Dans certaines circonstances, il est possible de générer de minuscules tourbillons dans le rang des spins: ce qu'on appelle des skyrmions. Si les chercheurs s'intéressent aux skyrmions, c'est parce que ces derniers pourraient jouer un rôle dans les technologies du futur, par exemple des ordinateurs plus performants. Ils pourraient être utilisés comme bits de stockage: un skyrmion pourrait être le 1 numérique et son absence le 0. Comme les skyrmions sont nettement plus petits que les bits des supports de stockage actuels, les données pourrait être compactées de manière plus serrée qu'aujourd'hui, et donc probablement être écrites et lues de manière plus rapide et plus efficace en termes énergétiques. Les skyrmions pourraient donc s'avérer utiles aussi bien pour le traitement classique des données que pour les ordinateurs quantiques.

En termes d'application, un autre point est intéressant également: dans certains matériaux, il est possible de générer et de contrôler des skyrmions en appliquant du courant. «Mais les skyrmions obtenus jusqu'ici restent difficiles à déplacer de manière ciblée de A à B, note Oksana Zaharko, responsable de groupe de recherche au PSI. Car leurs propriétés intrinsèques font qu'ils sont déviés des trajectoires rectilignes.»

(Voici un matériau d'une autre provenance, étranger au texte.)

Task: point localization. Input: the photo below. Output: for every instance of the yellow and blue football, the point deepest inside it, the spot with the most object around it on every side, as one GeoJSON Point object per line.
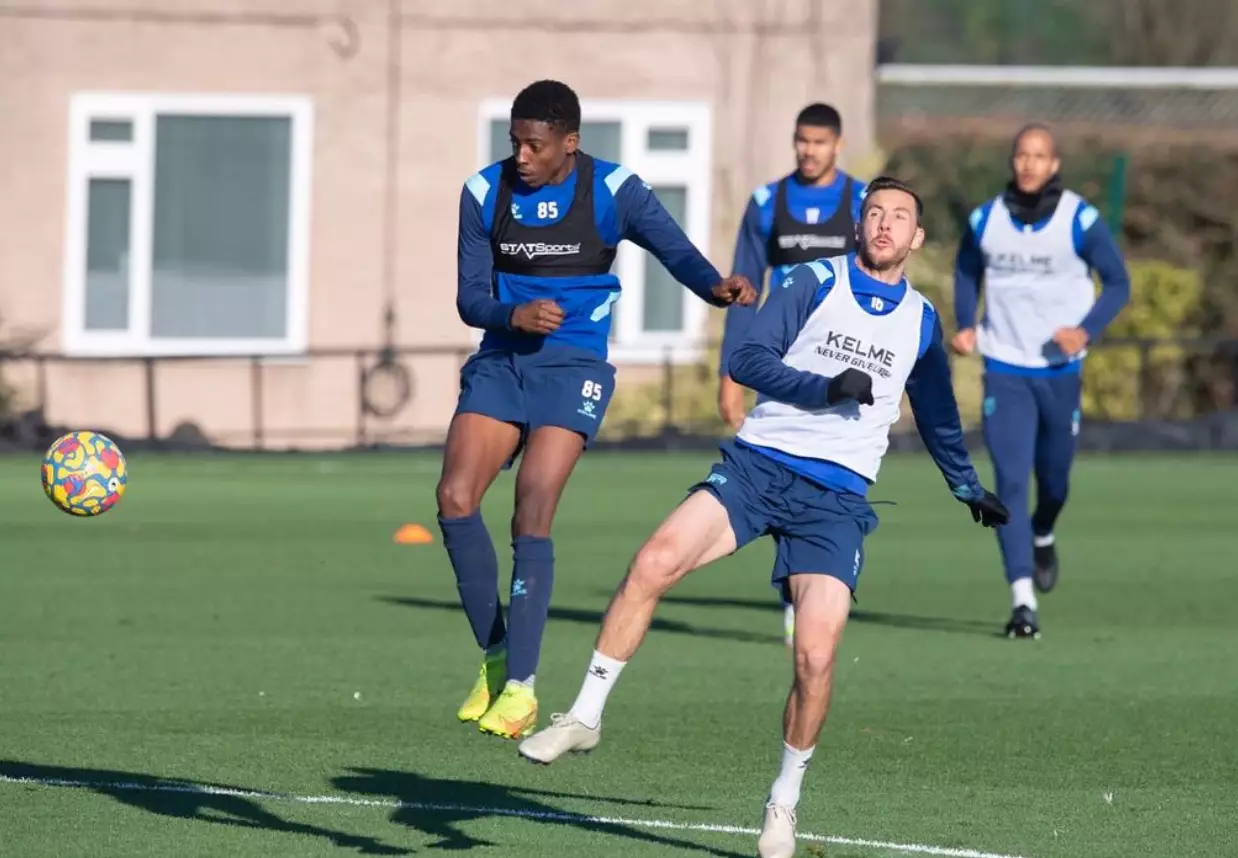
{"type": "Point", "coordinates": [84, 473]}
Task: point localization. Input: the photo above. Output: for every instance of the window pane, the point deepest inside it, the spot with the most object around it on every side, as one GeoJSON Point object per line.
{"type": "Point", "coordinates": [664, 296]}
{"type": "Point", "coordinates": [667, 139]}
{"type": "Point", "coordinates": [219, 256]}
{"type": "Point", "coordinates": [602, 140]}
{"type": "Point", "coordinates": [500, 144]}
{"type": "Point", "coordinates": [112, 130]}
{"type": "Point", "coordinates": [107, 255]}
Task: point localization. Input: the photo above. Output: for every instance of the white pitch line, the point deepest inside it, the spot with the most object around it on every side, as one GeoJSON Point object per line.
{"type": "Point", "coordinates": [546, 816]}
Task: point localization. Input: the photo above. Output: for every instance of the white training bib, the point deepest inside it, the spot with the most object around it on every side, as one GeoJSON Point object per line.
{"type": "Point", "coordinates": [837, 336]}
{"type": "Point", "coordinates": [1034, 284]}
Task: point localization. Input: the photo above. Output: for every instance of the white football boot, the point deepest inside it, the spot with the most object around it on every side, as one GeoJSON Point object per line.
{"type": "Point", "coordinates": [565, 736]}
{"type": "Point", "coordinates": [778, 833]}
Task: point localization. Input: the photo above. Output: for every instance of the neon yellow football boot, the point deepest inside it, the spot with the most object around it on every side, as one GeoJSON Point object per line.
{"type": "Point", "coordinates": [514, 715]}
{"type": "Point", "coordinates": [489, 684]}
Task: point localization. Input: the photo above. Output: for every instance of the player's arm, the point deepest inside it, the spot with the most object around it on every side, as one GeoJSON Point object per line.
{"type": "Point", "coordinates": [1097, 248]}
{"type": "Point", "coordinates": [474, 270]}
{"type": "Point", "coordinates": [757, 359]}
{"type": "Point", "coordinates": [936, 412]}
{"type": "Point", "coordinates": [750, 260]}
{"type": "Point", "coordinates": [643, 219]}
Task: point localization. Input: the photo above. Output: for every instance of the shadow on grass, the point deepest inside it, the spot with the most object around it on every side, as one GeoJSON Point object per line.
{"type": "Point", "coordinates": [440, 807]}
{"type": "Point", "coordinates": [594, 619]}
{"type": "Point", "coordinates": [187, 800]}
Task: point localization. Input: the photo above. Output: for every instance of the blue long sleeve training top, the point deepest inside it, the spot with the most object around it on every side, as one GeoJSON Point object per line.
{"type": "Point", "coordinates": [806, 203]}
{"type": "Point", "coordinates": [624, 208]}
{"type": "Point", "coordinates": [1093, 244]}
{"type": "Point", "coordinates": [757, 363]}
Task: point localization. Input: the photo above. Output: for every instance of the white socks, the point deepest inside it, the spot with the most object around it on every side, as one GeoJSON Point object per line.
{"type": "Point", "coordinates": [598, 681]}
{"type": "Point", "coordinates": [786, 789]}
{"type": "Point", "coordinates": [1023, 593]}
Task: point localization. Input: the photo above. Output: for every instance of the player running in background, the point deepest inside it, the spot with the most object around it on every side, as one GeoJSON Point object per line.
{"type": "Point", "coordinates": [830, 354]}
{"type": "Point", "coordinates": [805, 216]}
{"type": "Point", "coordinates": [1035, 248]}
{"type": "Point", "coordinates": [537, 237]}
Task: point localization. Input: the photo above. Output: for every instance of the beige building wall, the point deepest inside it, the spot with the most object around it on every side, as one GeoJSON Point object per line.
{"type": "Point", "coordinates": [754, 63]}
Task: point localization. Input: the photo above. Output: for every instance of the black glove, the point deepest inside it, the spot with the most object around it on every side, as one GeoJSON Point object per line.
{"type": "Point", "coordinates": [849, 384]}
{"type": "Point", "coordinates": [988, 510]}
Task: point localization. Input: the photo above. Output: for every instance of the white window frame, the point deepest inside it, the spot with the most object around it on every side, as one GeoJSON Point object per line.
{"type": "Point", "coordinates": [134, 160]}
{"type": "Point", "coordinates": [690, 169]}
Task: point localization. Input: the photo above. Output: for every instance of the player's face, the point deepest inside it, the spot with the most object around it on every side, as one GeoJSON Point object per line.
{"type": "Point", "coordinates": [542, 152]}
{"type": "Point", "coordinates": [889, 230]}
{"type": "Point", "coordinates": [816, 149]}
{"type": "Point", "coordinates": [1034, 161]}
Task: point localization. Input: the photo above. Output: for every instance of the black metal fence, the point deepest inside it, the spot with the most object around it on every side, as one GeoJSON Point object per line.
{"type": "Point", "coordinates": [1145, 393]}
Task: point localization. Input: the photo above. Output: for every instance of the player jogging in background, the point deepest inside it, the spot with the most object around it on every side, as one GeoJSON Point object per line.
{"type": "Point", "coordinates": [805, 216]}
{"type": "Point", "coordinates": [830, 354]}
{"type": "Point", "coordinates": [537, 237]}
{"type": "Point", "coordinates": [1035, 248]}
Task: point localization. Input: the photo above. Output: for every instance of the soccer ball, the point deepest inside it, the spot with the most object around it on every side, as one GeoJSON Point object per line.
{"type": "Point", "coordinates": [84, 473]}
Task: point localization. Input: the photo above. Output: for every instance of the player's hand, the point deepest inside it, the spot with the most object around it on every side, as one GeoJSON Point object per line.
{"type": "Point", "coordinates": [851, 384]}
{"type": "Point", "coordinates": [965, 341]}
{"type": "Point", "coordinates": [988, 510]}
{"type": "Point", "coordinates": [731, 403]}
{"type": "Point", "coordinates": [1071, 341]}
{"type": "Point", "coordinates": [735, 289]}
{"type": "Point", "coordinates": [540, 317]}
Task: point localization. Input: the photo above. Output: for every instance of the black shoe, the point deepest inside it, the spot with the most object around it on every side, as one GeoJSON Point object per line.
{"type": "Point", "coordinates": [1023, 624]}
{"type": "Point", "coordinates": [1044, 572]}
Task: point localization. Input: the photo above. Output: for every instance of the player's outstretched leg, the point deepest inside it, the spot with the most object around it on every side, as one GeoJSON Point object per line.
{"type": "Point", "coordinates": [822, 604]}
{"type": "Point", "coordinates": [697, 533]}
{"type": "Point", "coordinates": [1055, 452]}
{"type": "Point", "coordinates": [477, 450]}
{"type": "Point", "coordinates": [1010, 427]}
{"type": "Point", "coordinates": [550, 456]}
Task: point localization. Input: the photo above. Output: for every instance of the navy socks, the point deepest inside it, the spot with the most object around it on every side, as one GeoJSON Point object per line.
{"type": "Point", "coordinates": [532, 578]}
{"type": "Point", "coordinates": [477, 576]}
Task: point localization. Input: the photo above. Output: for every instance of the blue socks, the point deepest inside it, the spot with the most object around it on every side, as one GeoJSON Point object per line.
{"type": "Point", "coordinates": [477, 576]}
{"type": "Point", "coordinates": [532, 578]}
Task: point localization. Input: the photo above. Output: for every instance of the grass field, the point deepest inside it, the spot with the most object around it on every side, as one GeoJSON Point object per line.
{"type": "Point", "coordinates": [248, 624]}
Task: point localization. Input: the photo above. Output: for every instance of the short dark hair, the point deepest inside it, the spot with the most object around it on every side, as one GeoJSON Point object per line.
{"type": "Point", "coordinates": [821, 115]}
{"type": "Point", "coordinates": [1028, 129]}
{"type": "Point", "coordinates": [549, 102]}
{"type": "Point", "coordinates": [891, 183]}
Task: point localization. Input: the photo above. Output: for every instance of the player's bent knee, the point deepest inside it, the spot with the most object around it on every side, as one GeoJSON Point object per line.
{"type": "Point", "coordinates": [813, 663]}
{"type": "Point", "coordinates": [535, 514]}
{"type": "Point", "coordinates": [456, 499]}
{"type": "Point", "coordinates": [656, 567]}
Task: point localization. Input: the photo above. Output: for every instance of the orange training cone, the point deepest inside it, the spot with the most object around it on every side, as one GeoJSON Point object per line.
{"type": "Point", "coordinates": [412, 534]}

Avec des chercheurs d'autres institutions, Oksana Zaharko et son équipe viennent de réussir à créer un nouveau type de skyrmions et à démontrer leur existence. Ces skyrmions ont une particularité: les spins décisifs qu'ils recèlent sont orientés en sens inverse les uns par rapport aux autres. C'est pour cette raison que les chercheurs disent donc que leurs skyrmions sont antiferromagnétiques.

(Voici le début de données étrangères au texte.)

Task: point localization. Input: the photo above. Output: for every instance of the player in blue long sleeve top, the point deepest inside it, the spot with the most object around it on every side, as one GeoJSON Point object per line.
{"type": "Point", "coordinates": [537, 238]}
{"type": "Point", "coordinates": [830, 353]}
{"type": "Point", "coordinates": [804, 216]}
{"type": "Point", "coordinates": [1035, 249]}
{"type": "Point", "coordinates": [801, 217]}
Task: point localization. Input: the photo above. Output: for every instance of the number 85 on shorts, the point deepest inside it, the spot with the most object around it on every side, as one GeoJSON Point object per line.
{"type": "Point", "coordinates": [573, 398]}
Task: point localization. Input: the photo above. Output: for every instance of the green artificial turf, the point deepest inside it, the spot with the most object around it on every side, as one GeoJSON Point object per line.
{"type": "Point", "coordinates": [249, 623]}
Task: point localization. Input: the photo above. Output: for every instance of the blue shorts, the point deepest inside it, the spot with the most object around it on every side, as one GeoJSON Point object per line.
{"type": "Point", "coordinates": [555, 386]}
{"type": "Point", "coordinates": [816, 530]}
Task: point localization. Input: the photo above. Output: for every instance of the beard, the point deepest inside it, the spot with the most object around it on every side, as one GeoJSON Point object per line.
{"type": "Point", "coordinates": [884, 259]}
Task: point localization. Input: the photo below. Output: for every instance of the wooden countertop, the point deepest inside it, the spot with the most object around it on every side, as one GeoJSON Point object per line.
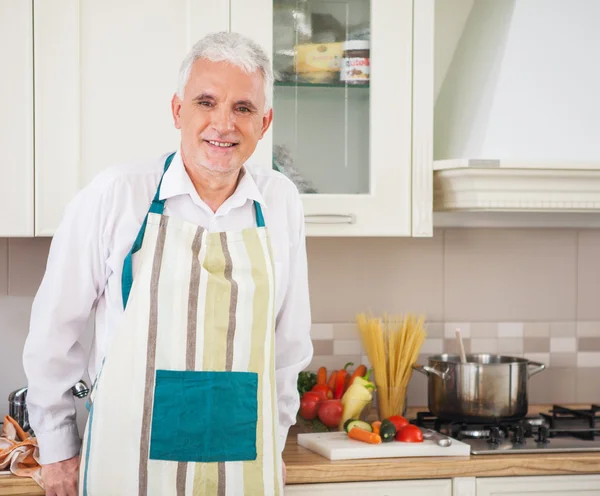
{"type": "Point", "coordinates": [19, 486]}
{"type": "Point", "coordinates": [304, 466]}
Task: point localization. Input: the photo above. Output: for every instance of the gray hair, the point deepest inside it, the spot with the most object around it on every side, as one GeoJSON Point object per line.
{"type": "Point", "coordinates": [235, 49]}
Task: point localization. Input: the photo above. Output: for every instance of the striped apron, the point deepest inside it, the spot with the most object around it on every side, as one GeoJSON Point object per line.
{"type": "Point", "coordinates": [185, 401]}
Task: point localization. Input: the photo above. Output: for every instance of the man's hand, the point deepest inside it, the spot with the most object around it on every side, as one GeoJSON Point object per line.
{"type": "Point", "coordinates": [284, 471]}
{"type": "Point", "coordinates": [61, 478]}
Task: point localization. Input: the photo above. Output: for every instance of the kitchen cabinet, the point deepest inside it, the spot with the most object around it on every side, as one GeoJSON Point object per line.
{"type": "Point", "coordinates": [360, 153]}
{"type": "Point", "coordinates": [16, 118]}
{"type": "Point", "coordinates": [539, 486]}
{"type": "Point", "coordinates": [93, 82]}
{"type": "Point", "coordinates": [105, 73]}
{"type": "Point", "coordinates": [441, 487]}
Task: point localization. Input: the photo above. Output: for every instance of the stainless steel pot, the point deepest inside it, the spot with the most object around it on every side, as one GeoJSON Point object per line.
{"type": "Point", "coordinates": [487, 387]}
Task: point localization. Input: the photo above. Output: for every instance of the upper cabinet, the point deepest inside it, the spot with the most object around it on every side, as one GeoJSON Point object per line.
{"type": "Point", "coordinates": [517, 112]}
{"type": "Point", "coordinates": [105, 73]}
{"type": "Point", "coordinates": [353, 102]}
{"type": "Point", "coordinates": [353, 109]}
{"type": "Point", "coordinates": [16, 118]}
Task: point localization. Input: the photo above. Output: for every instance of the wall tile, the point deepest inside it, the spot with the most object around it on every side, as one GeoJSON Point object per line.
{"type": "Point", "coordinates": [536, 345]}
{"type": "Point", "coordinates": [15, 312]}
{"type": "Point", "coordinates": [553, 386]}
{"type": "Point", "coordinates": [484, 345]}
{"type": "Point", "coordinates": [588, 359]}
{"type": "Point", "coordinates": [26, 264]}
{"type": "Point", "coordinates": [332, 362]}
{"type": "Point", "coordinates": [588, 276]}
{"type": "Point", "coordinates": [451, 346]}
{"type": "Point", "coordinates": [510, 330]}
{"type": "Point", "coordinates": [539, 357]}
{"type": "Point", "coordinates": [563, 329]}
{"type": "Point", "coordinates": [450, 329]}
{"type": "Point", "coordinates": [588, 329]}
{"type": "Point", "coordinates": [432, 346]}
{"type": "Point", "coordinates": [435, 329]}
{"type": "Point", "coordinates": [346, 347]}
{"type": "Point", "coordinates": [484, 330]}
{"type": "Point", "coordinates": [321, 331]}
{"type": "Point", "coordinates": [3, 266]}
{"type": "Point", "coordinates": [346, 331]}
{"type": "Point", "coordinates": [510, 346]}
{"type": "Point", "coordinates": [510, 275]}
{"type": "Point", "coordinates": [589, 344]}
{"type": "Point", "coordinates": [588, 385]}
{"type": "Point", "coordinates": [393, 275]}
{"type": "Point", "coordinates": [563, 345]}
{"type": "Point", "coordinates": [558, 360]}
{"type": "Point", "coordinates": [536, 329]}
{"type": "Point", "coordinates": [323, 347]}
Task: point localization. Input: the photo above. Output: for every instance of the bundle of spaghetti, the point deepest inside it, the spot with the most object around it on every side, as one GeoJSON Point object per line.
{"type": "Point", "coordinates": [392, 345]}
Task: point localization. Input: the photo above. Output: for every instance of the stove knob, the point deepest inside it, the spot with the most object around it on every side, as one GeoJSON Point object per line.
{"type": "Point", "coordinates": [519, 437]}
{"type": "Point", "coordinates": [494, 436]}
{"type": "Point", "coordinates": [542, 437]}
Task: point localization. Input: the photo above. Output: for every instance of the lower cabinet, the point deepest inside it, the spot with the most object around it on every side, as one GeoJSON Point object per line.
{"type": "Point", "coordinates": [568, 485]}
{"type": "Point", "coordinates": [436, 487]}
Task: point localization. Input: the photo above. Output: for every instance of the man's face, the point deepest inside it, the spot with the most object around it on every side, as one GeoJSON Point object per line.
{"type": "Point", "coordinates": [221, 116]}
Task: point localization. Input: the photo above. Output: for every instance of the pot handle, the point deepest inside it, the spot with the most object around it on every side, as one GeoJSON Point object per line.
{"type": "Point", "coordinates": [424, 369]}
{"type": "Point", "coordinates": [539, 367]}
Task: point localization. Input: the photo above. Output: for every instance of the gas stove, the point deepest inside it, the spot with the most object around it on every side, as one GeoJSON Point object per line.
{"type": "Point", "coordinates": [559, 430]}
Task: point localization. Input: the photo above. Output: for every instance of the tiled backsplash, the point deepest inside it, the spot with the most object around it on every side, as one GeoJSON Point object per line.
{"type": "Point", "coordinates": [512, 291]}
{"type": "Point", "coordinates": [570, 351]}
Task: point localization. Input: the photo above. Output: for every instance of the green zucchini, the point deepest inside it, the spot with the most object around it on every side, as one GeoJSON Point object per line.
{"type": "Point", "coordinates": [352, 423]}
{"type": "Point", "coordinates": [387, 431]}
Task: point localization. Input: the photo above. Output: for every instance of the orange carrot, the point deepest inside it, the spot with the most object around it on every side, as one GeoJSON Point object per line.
{"type": "Point", "coordinates": [331, 381]}
{"type": "Point", "coordinates": [322, 375]}
{"type": "Point", "coordinates": [376, 426]}
{"type": "Point", "coordinates": [360, 371]}
{"type": "Point", "coordinates": [364, 436]}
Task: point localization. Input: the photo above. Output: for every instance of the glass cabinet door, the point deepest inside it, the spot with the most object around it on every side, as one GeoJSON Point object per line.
{"type": "Point", "coordinates": [353, 109]}
{"type": "Point", "coordinates": [321, 64]}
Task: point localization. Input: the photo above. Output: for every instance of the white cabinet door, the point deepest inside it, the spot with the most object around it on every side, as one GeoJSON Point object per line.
{"type": "Point", "coordinates": [442, 487]}
{"type": "Point", "coordinates": [16, 118]}
{"type": "Point", "coordinates": [361, 153]}
{"type": "Point", "coordinates": [105, 74]}
{"type": "Point", "coordinates": [571, 485]}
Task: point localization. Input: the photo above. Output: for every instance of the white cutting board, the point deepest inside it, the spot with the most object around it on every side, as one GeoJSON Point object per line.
{"type": "Point", "coordinates": [337, 446]}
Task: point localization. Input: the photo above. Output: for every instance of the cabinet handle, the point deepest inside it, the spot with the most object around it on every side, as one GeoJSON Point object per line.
{"type": "Point", "coordinates": [330, 219]}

Ligne droite allant de A à B

«Un grand avantage des skyrmions antiferromagnétiques réside dans le fait qu'il est beaucoup plus simple de les contrôler: si l'on applique un courant électrique, il se déplacent en ligne droite», souligne Oksana Zaharko. Il s'agit en effet d'un avantage important, car si les skyrmions devaient être utilisés, il serait important de pouvoir aussi les manipuler et les disposer de manière ciblée.

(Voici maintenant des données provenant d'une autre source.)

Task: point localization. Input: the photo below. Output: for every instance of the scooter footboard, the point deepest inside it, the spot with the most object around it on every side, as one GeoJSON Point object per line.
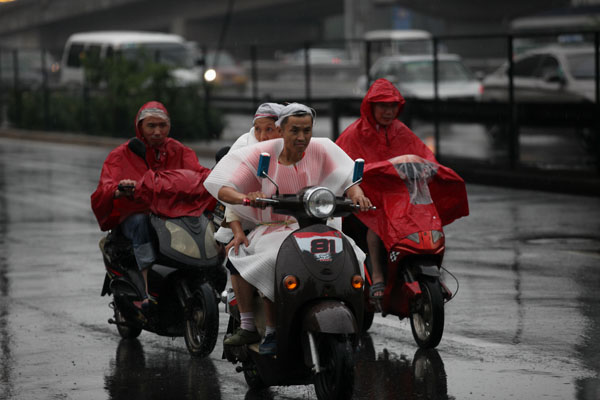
{"type": "Point", "coordinates": [329, 316]}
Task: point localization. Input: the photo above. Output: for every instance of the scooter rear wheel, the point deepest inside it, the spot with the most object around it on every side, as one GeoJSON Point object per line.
{"type": "Point", "coordinates": [125, 328]}
{"type": "Point", "coordinates": [427, 315]}
{"type": "Point", "coordinates": [336, 379]}
{"type": "Point", "coordinates": [202, 325]}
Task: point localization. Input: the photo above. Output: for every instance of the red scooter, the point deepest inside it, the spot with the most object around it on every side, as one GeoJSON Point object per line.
{"type": "Point", "coordinates": [408, 222]}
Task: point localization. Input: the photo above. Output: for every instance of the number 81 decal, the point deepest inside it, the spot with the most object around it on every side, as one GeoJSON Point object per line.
{"type": "Point", "coordinates": [322, 245]}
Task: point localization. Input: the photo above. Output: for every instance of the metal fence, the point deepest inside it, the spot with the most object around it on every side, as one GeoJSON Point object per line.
{"type": "Point", "coordinates": [513, 132]}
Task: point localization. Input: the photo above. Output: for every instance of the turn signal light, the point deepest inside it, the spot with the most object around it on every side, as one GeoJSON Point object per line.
{"type": "Point", "coordinates": [290, 282]}
{"type": "Point", "coordinates": [357, 282]}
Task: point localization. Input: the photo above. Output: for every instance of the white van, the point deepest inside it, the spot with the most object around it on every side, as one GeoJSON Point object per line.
{"type": "Point", "coordinates": [164, 48]}
{"type": "Point", "coordinates": [399, 42]}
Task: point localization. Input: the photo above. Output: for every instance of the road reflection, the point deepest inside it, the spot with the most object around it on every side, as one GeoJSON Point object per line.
{"type": "Point", "coordinates": [6, 368]}
{"type": "Point", "coordinates": [162, 375]}
{"type": "Point", "coordinates": [390, 376]}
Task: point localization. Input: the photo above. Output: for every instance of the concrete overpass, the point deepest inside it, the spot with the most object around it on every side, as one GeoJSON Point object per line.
{"type": "Point", "coordinates": [47, 23]}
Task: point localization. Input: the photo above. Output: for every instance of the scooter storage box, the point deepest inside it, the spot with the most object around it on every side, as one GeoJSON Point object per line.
{"type": "Point", "coordinates": [187, 241]}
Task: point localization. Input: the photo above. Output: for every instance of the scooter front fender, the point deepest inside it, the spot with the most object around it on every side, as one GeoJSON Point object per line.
{"type": "Point", "coordinates": [330, 316]}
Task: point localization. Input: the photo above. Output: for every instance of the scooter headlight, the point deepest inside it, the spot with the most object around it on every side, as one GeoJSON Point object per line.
{"type": "Point", "coordinates": [319, 202]}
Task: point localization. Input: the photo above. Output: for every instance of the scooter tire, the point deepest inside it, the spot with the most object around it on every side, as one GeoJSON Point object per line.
{"type": "Point", "coordinates": [124, 326]}
{"type": "Point", "coordinates": [336, 380]}
{"type": "Point", "coordinates": [368, 320]}
{"type": "Point", "coordinates": [427, 315]}
{"type": "Point", "coordinates": [252, 377]}
{"type": "Point", "coordinates": [202, 323]}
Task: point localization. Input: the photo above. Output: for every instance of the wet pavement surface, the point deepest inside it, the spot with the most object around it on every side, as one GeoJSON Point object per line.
{"type": "Point", "coordinates": [524, 325]}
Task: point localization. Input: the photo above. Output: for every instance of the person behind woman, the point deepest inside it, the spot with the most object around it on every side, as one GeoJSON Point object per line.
{"type": "Point", "coordinates": [297, 161]}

Les chercheurs ont réussi à produire le nouveaux skyrmions en fabriquant un cristal antiferromagnétique conçu sur mesure. «Le terme antiferromagnétique signifie que des spins voisins sont orientés dans des directions antiparallèles, explique Oksana Zaharko. Autrement dit, un spin pointe vers le haut et le suivant vers le bas. Nous avons donc aussi retrouvé par la suite dans les skyrmions individuels ce qui, au départ, était une propriété du matériau.»

Certaines étapes seront encore nécessaires jusqu'à ce que les skyrmions antiferromagnétiques soient mûrs pour une application technologique: les chercheurs du PSI ont dû refroidir leur cristal à -272°C et lui appliquer un très puissant champ magnétique de 3 tesla, ce qui correspond à environ 100 000 fois le champ magnétique terrestre.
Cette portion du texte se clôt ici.